History

United Kingdom
- Name: Trelawney
- Builder: Scott & Co., Greenock
- Launched: 20 November 1819, Greenock
- Fate: Disappeared August–September 1826

General characteristics
- Tons burthen: 401, or 404 (bm)
- Length: 108 ft 4 in (33.0 m)
- Beam: 29 ft 6 in (9.0 m)

= Trelawney (1819 ship) =

UK merchant ship (1819–1826)

Trelawney was launched in 1819 at Greenock as a West Indiaman. She disappeared in August-September 1826 and was believed to have foundered.

==Career==
Trelawney first appeared in online issues of Lloyd's Register (LR) in 1820.
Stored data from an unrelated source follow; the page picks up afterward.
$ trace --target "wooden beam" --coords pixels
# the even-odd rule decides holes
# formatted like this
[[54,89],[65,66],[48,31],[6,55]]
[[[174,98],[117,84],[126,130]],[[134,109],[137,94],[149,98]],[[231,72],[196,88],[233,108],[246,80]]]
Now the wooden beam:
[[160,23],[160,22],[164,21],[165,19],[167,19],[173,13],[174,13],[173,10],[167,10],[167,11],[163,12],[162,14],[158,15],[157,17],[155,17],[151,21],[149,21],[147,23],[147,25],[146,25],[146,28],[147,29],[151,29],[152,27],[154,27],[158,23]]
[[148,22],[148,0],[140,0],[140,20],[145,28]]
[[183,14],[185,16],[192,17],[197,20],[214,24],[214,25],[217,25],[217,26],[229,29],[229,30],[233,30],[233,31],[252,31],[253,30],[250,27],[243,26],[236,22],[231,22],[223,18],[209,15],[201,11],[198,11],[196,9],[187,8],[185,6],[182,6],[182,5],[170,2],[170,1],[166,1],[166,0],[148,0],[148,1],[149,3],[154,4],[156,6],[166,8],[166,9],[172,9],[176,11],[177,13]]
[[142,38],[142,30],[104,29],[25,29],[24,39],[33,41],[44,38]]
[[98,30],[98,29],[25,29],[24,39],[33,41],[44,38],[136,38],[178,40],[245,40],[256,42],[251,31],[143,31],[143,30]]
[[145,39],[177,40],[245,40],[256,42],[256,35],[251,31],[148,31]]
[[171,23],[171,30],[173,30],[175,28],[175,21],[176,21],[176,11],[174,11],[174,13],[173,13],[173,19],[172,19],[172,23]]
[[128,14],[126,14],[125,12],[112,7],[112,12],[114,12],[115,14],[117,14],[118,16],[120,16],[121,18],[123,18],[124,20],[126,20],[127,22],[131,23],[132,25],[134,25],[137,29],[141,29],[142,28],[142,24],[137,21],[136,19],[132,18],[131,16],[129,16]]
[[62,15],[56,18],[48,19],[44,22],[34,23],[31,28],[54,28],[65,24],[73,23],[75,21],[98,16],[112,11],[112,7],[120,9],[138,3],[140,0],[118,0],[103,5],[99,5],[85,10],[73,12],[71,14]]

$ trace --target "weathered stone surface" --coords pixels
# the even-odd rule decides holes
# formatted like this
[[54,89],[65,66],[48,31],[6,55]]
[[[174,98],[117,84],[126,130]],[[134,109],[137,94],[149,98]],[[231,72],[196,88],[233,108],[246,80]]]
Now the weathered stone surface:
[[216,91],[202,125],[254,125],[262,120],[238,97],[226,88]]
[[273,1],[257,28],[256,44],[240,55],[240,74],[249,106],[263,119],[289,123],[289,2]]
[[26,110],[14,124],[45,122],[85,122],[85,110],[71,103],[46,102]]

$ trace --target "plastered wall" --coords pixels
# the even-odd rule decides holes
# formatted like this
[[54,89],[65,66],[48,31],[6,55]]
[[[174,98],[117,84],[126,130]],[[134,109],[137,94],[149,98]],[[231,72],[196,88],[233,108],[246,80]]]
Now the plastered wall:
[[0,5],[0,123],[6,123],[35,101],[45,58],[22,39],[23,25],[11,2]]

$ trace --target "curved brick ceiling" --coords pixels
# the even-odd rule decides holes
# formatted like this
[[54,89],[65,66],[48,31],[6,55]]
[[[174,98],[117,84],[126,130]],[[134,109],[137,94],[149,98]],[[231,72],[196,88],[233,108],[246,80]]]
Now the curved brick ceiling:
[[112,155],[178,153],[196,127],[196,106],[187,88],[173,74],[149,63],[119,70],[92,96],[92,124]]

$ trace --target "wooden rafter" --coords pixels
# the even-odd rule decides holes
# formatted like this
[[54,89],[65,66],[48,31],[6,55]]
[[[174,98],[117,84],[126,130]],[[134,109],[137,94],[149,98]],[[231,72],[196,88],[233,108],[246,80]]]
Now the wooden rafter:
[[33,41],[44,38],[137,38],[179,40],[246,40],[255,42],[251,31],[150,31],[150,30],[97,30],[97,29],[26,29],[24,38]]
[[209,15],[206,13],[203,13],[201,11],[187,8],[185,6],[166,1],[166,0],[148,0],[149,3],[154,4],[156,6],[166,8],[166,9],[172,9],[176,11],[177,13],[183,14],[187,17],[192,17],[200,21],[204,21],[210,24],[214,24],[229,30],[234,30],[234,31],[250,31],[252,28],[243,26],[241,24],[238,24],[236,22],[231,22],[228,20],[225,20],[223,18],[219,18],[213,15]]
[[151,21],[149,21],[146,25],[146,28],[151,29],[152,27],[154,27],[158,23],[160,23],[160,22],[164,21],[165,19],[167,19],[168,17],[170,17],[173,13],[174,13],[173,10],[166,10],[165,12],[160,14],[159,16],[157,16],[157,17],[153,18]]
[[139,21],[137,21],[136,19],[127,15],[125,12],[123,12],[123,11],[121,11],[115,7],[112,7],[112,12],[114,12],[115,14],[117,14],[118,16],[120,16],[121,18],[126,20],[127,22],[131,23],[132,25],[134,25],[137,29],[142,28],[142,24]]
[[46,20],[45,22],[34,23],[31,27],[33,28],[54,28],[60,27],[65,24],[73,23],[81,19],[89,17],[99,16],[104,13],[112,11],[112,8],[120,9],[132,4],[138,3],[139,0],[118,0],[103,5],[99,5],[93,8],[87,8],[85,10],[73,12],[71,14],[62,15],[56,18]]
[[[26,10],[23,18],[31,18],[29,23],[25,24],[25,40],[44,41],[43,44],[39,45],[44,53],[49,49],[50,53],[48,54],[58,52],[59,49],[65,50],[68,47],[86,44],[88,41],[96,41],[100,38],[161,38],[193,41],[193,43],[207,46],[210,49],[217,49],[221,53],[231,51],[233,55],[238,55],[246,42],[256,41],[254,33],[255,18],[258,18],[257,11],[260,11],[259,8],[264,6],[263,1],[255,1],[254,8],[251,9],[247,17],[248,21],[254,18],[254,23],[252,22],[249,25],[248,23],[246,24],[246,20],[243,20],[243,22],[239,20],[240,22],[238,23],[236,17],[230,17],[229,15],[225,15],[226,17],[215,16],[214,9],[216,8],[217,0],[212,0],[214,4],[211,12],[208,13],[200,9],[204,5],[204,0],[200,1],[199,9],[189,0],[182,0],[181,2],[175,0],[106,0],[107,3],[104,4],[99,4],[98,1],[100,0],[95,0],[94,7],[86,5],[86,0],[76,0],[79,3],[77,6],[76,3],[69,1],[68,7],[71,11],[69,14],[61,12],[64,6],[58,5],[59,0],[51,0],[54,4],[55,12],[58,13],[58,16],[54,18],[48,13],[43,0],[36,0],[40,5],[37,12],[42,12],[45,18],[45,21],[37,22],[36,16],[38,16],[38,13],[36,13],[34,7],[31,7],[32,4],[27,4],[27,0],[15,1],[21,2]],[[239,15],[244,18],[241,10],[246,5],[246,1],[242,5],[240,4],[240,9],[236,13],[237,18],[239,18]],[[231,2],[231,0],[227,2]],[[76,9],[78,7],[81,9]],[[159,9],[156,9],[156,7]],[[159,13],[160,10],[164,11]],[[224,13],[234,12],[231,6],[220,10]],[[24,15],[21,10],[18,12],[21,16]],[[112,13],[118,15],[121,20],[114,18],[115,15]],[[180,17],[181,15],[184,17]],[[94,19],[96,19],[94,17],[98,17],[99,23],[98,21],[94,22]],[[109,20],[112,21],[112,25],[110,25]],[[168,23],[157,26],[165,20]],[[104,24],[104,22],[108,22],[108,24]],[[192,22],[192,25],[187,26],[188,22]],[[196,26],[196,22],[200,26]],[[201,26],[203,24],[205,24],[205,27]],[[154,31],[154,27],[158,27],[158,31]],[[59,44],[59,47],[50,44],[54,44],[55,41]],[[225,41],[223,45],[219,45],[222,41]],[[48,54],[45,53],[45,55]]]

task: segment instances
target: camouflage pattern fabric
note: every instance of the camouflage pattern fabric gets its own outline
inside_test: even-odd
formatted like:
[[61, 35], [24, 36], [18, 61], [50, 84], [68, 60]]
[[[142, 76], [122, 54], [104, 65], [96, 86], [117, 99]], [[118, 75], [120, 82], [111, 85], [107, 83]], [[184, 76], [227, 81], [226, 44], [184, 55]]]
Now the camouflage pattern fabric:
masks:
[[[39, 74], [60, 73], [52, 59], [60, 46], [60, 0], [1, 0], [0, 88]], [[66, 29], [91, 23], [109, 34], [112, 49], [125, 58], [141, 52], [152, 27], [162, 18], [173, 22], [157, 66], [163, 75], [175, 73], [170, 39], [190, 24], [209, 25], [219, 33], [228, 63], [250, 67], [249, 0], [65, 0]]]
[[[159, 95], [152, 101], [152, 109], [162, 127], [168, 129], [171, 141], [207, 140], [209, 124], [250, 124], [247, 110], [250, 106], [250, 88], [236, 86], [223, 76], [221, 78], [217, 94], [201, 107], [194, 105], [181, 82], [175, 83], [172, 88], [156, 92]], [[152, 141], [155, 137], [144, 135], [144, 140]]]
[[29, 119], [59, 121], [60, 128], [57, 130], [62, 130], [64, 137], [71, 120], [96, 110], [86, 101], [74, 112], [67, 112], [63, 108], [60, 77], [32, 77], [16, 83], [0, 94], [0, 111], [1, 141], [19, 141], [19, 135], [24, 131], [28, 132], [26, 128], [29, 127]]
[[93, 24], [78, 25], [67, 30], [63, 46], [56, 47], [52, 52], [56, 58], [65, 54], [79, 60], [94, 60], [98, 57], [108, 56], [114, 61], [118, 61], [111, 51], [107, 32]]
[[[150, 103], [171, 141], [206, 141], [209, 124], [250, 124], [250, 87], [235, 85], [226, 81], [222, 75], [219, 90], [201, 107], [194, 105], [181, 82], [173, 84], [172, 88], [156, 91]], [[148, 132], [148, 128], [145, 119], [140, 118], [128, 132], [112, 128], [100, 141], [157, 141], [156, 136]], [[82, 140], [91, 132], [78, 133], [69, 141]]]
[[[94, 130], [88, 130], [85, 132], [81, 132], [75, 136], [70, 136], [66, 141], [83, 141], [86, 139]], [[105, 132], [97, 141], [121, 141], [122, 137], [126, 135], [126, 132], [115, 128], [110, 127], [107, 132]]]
| Year | Master | Owner | Trade | Source & notes |
|---|---|---|---|---|
| 1820 | Crawford | Stirling | Greenock–Jamaica | LR |

Stirling was the old Glasgow company of Stirling, Gordon & Co., which was active in the West India trade. They commissioned vessels from the preeminent shipbuilder in Greenock, John Scott & Sons. In February 1820 there appeared in the Advertiser a story that six of the finest vessels in the British mercantile marine had set sail.

A circumstance occurred on Sunday last unprecedented in the annals of the trade of the Clyde. Six of the finest vessels in the British Mercantile Marine, all of them built at this port, set sail on their first voyages to the East and West Indies and South. America. They were the , for Calcutta, and the Osprey, for Buenos Ayres, Valparaiso, and Calcutta, both built by R. A. Carswell; the Bellfield, for London and Calcutta; the Trelawney, for Jamaica; and the Eagle, for Barbados, built by Scott & Co.; and the Hanilla, for Jamaica, built by R. Steele & Sons.Greenock Advertiser (February 1820)

In December 1822 there appeared an advertisement in the Glasgow Herald that Trelawney, Archibald Crawford, master, was at Greenock accepting cargo, intending to sail on 20 January 1823 for Falmouth, Montego Bay, and Lucea.

Trelawney appeared in 1823 in a list of ships registered in Scotland. It showed her as being registered at Greenock, and her owner as S.Gordon & Co.

Trelawney and Crawford also appeared in a case brought before the Court of Exchequer in the year ending 5 July 1824. Crawford was charged with having a defective manifest and making a false report. He faced penalties of £101 4s 6¾d and £200. The court assessed him a fine of £20, plus £9 16s 7d in costs.

| Year | Master | Owner | Trade | Source & notes |
|---|---|---|---|---|
| 1826 | Crawford | Stirling & Co. | Greenock–Jamaica | LR |

==Loss==
Lloyd's List reported in December 1826 that Trelawney, Crawford, master, had sailed from Jamaica for London on 10 August, and hadn't been heard from since. She was one of several vessels that it was feared may have foundered during heavy September winds.